Australian MP urges Erdogan to ‘own up’ to Armenian Genocide

CANBERRA: Australian Parliamentarian Julian Leeser used a debate honouring the 70th Anniversary of the UN Convention for the Prevention and Punishment of the Crime of Genocide, to send this message to Australia’s increasingly authoritarian ally in Turkey: “It’s time the Erdogan regime in Turkey owned up to their own history”, referencing the Armenian Genocide.

The motion that was being debated in the Australian Parliament’s Federation Chamber on 3rd December 2018 was introduced by Tim Wilson and seconded by Chris Hayes, and recognised Australian involvement in the adoption and ratification of the UN Genocide Convention. It honoured Dr. Raphael Lemkin stating he “coined the word ‘genocide’, informed by his study of the systematic extermination of the Armenians during World War I and the Jews during World War II, and it called for “eternal vigilance of all countries, including Australia, to acknowledge past genocides as essential to stopping future genocides”.

Leeser, who is the Federal Member for Berowra and a proud Jewish-Australian, defined the Convention in his speech and explained its reference to the Holocaust, before calling on Australia to recognise the Armenian Genocide.

“I think the world has been too slow to recognise and call out the Armenian genocide a century ago for what it was,” Leeser said. “It’s time every nation in the world, including our own, recognised the Armenian genocide for what it was. It’s time the Erdogan regime in Turkey owned up to their own history as well.”

Leeser added: “… the cause of the Armenian people on this point is absolutely just. The death of 1.5 million Armenians has been dismissively referred to as ‘victims of war’, ‘civilian casualties’ or ‘collateral damage’. Those very euphemisms were the same used by Nazi perpetrators of the Holocaust.”

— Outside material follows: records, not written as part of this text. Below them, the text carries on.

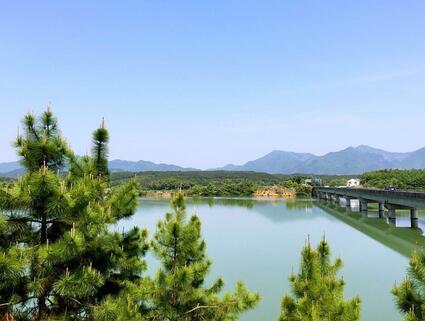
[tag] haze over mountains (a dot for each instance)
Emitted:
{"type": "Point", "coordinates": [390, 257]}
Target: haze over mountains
{"type": "Point", "coordinates": [352, 160]}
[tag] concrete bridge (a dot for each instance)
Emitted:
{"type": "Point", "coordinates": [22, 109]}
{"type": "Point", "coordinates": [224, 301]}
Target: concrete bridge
{"type": "Point", "coordinates": [390, 200]}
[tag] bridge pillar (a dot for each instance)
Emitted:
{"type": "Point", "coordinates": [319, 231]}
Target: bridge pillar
{"type": "Point", "coordinates": [363, 205]}
{"type": "Point", "coordinates": [414, 220]}
{"type": "Point", "coordinates": [381, 210]}
{"type": "Point", "coordinates": [336, 198]}
{"type": "Point", "coordinates": [392, 215]}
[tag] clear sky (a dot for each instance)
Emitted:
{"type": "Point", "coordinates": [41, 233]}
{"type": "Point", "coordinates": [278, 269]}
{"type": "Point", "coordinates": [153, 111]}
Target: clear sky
{"type": "Point", "coordinates": [205, 83]}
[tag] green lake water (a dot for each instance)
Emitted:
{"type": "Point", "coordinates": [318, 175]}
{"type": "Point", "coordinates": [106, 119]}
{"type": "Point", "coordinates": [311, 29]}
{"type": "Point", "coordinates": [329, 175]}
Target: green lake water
{"type": "Point", "coordinates": [259, 241]}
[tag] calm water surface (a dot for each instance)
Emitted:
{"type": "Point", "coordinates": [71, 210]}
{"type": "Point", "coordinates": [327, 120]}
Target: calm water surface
{"type": "Point", "coordinates": [259, 241]}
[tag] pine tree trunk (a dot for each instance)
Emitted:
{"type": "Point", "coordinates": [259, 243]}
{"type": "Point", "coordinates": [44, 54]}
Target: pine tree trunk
{"type": "Point", "coordinates": [42, 307]}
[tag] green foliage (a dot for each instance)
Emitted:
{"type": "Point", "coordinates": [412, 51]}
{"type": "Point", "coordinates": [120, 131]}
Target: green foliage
{"type": "Point", "coordinates": [178, 292]}
{"type": "Point", "coordinates": [402, 179]}
{"type": "Point", "coordinates": [318, 293]}
{"type": "Point", "coordinates": [210, 183]}
{"type": "Point", "coordinates": [58, 258]}
{"type": "Point", "coordinates": [410, 295]}
{"type": "Point", "coordinates": [297, 183]}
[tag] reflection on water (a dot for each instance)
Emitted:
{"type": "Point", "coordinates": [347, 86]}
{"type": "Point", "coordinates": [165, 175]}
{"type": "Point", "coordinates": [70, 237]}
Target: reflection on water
{"type": "Point", "coordinates": [399, 238]}
{"type": "Point", "coordinates": [259, 241]}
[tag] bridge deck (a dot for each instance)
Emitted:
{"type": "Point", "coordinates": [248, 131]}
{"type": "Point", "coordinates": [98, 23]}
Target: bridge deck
{"type": "Point", "coordinates": [397, 198]}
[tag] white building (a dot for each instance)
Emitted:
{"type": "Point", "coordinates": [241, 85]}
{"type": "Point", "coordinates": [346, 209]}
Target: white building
{"type": "Point", "coordinates": [354, 182]}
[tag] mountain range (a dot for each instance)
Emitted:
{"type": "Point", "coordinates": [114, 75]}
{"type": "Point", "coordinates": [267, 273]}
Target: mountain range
{"type": "Point", "coordinates": [352, 160]}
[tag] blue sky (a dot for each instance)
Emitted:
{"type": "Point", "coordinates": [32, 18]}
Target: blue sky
{"type": "Point", "coordinates": [205, 83]}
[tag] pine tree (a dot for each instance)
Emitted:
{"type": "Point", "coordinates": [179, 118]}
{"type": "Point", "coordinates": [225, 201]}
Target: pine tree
{"type": "Point", "coordinates": [318, 293]}
{"type": "Point", "coordinates": [178, 291]}
{"type": "Point", "coordinates": [58, 257]}
{"type": "Point", "coordinates": [410, 294]}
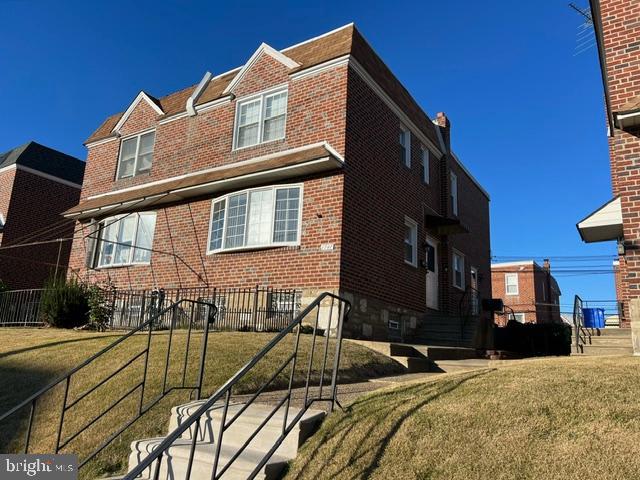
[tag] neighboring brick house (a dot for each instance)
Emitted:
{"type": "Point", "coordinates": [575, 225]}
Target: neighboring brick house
{"type": "Point", "coordinates": [310, 168]}
{"type": "Point", "coordinates": [617, 32]}
{"type": "Point", "coordinates": [37, 184]}
{"type": "Point", "coordinates": [529, 292]}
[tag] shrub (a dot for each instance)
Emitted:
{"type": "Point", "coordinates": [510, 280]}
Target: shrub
{"type": "Point", "coordinates": [64, 304]}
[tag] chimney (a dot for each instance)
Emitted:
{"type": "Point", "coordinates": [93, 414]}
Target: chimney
{"type": "Point", "coordinates": [445, 128]}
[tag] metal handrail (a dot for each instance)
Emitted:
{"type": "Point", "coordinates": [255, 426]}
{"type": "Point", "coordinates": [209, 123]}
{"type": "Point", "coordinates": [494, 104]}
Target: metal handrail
{"type": "Point", "coordinates": [226, 390]}
{"type": "Point", "coordinates": [582, 334]}
{"type": "Point", "coordinates": [65, 379]}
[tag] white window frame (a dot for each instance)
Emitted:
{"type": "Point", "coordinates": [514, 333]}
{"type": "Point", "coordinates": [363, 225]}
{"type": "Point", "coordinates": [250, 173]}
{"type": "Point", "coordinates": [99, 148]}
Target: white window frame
{"type": "Point", "coordinates": [413, 225]}
{"type": "Point", "coordinates": [456, 253]}
{"type": "Point", "coordinates": [116, 218]}
{"type": "Point", "coordinates": [137, 136]}
{"type": "Point", "coordinates": [425, 161]}
{"type": "Point", "coordinates": [405, 134]}
{"type": "Point", "coordinates": [261, 97]}
{"type": "Point", "coordinates": [271, 243]}
{"type": "Point", "coordinates": [454, 193]}
{"type": "Point", "coordinates": [506, 283]}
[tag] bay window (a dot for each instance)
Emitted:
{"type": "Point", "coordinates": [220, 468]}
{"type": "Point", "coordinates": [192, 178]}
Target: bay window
{"type": "Point", "coordinates": [260, 217]}
{"type": "Point", "coordinates": [260, 119]}
{"type": "Point", "coordinates": [126, 239]}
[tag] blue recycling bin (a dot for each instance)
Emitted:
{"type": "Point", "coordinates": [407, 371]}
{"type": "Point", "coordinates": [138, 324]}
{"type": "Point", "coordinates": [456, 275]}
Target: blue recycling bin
{"type": "Point", "coordinates": [593, 317]}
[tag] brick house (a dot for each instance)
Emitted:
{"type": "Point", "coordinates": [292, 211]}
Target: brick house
{"type": "Point", "coordinates": [310, 168]}
{"type": "Point", "coordinates": [617, 32]}
{"type": "Point", "coordinates": [529, 292]}
{"type": "Point", "coordinates": [37, 184]}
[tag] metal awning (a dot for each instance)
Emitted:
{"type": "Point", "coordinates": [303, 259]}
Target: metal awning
{"type": "Point", "coordinates": [604, 224]}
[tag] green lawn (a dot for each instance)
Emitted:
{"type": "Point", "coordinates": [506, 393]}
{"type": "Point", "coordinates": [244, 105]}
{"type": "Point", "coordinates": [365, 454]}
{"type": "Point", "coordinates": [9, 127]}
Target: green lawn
{"type": "Point", "coordinates": [31, 358]}
{"type": "Point", "coordinates": [556, 418]}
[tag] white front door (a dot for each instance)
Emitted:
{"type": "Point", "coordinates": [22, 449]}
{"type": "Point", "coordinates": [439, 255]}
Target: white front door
{"type": "Point", "coordinates": [432, 273]}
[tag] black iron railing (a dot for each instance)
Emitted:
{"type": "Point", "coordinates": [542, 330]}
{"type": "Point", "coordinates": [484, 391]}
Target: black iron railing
{"type": "Point", "coordinates": [112, 389]}
{"type": "Point", "coordinates": [582, 334]}
{"type": "Point", "coordinates": [328, 312]}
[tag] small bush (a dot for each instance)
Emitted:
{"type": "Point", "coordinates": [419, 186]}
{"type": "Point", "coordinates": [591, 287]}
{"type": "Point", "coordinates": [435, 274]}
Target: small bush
{"type": "Point", "coordinates": [64, 304]}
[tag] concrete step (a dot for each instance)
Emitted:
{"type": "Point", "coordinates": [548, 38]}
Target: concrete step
{"type": "Point", "coordinates": [233, 438]}
{"type": "Point", "coordinates": [415, 364]}
{"type": "Point", "coordinates": [448, 366]}
{"type": "Point", "coordinates": [595, 350]}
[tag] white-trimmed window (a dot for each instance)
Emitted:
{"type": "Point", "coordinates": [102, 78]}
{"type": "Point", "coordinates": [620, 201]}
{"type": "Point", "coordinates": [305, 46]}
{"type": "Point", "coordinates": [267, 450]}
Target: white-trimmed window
{"type": "Point", "coordinates": [136, 155]}
{"type": "Point", "coordinates": [410, 242]}
{"type": "Point", "coordinates": [511, 283]}
{"type": "Point", "coordinates": [260, 119]}
{"type": "Point", "coordinates": [405, 146]}
{"type": "Point", "coordinates": [424, 163]}
{"type": "Point", "coordinates": [260, 217]}
{"type": "Point", "coordinates": [126, 239]}
{"type": "Point", "coordinates": [457, 263]}
{"type": "Point", "coordinates": [454, 193]}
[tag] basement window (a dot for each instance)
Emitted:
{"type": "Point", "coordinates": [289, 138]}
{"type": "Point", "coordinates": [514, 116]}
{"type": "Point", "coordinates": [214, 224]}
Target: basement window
{"type": "Point", "coordinates": [126, 239]}
{"type": "Point", "coordinates": [260, 119]}
{"type": "Point", "coordinates": [405, 146]}
{"type": "Point", "coordinates": [458, 270]}
{"type": "Point", "coordinates": [136, 155]}
{"type": "Point", "coordinates": [256, 218]}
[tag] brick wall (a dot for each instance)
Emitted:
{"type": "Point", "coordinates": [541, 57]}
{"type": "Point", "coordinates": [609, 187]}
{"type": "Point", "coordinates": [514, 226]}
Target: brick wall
{"type": "Point", "coordinates": [35, 204]}
{"type": "Point", "coordinates": [621, 30]}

“Who could forget Hitler’s infamous line, ‘Who, after all, speaks today of the annihilation of the Armenians?’ That’s why it’s important to call these genocides out for what they are.”

Leeser went on to list some of the genocides that have taken place since the UN Genocide Convention, including the troubles facing the Kurds of the same region.

“My friend the member for Goldstein [Tim Wilson] spoke about Cambodia, Rwanda, Darfur and the former Yugoslavia,” he said. “I, like him, think of the Kurds, both the Kurds who have been subjected to genocide during the Iran-Iraq war and in subsequent times as well, where we continue to see their murder.”

Leeser concluded with an important call to action.

He said: “If ‘never again’ is to be anything more than a slogan, it must be a call to action. That call to action must be a call for recognition and to stop denial, a call for more education, a call for greater acknowledgement of the genocides that have occurred. If we don’t do that, we’re failing to learn from history and, in effect, desecrating the memory of those who did not live to see the future.”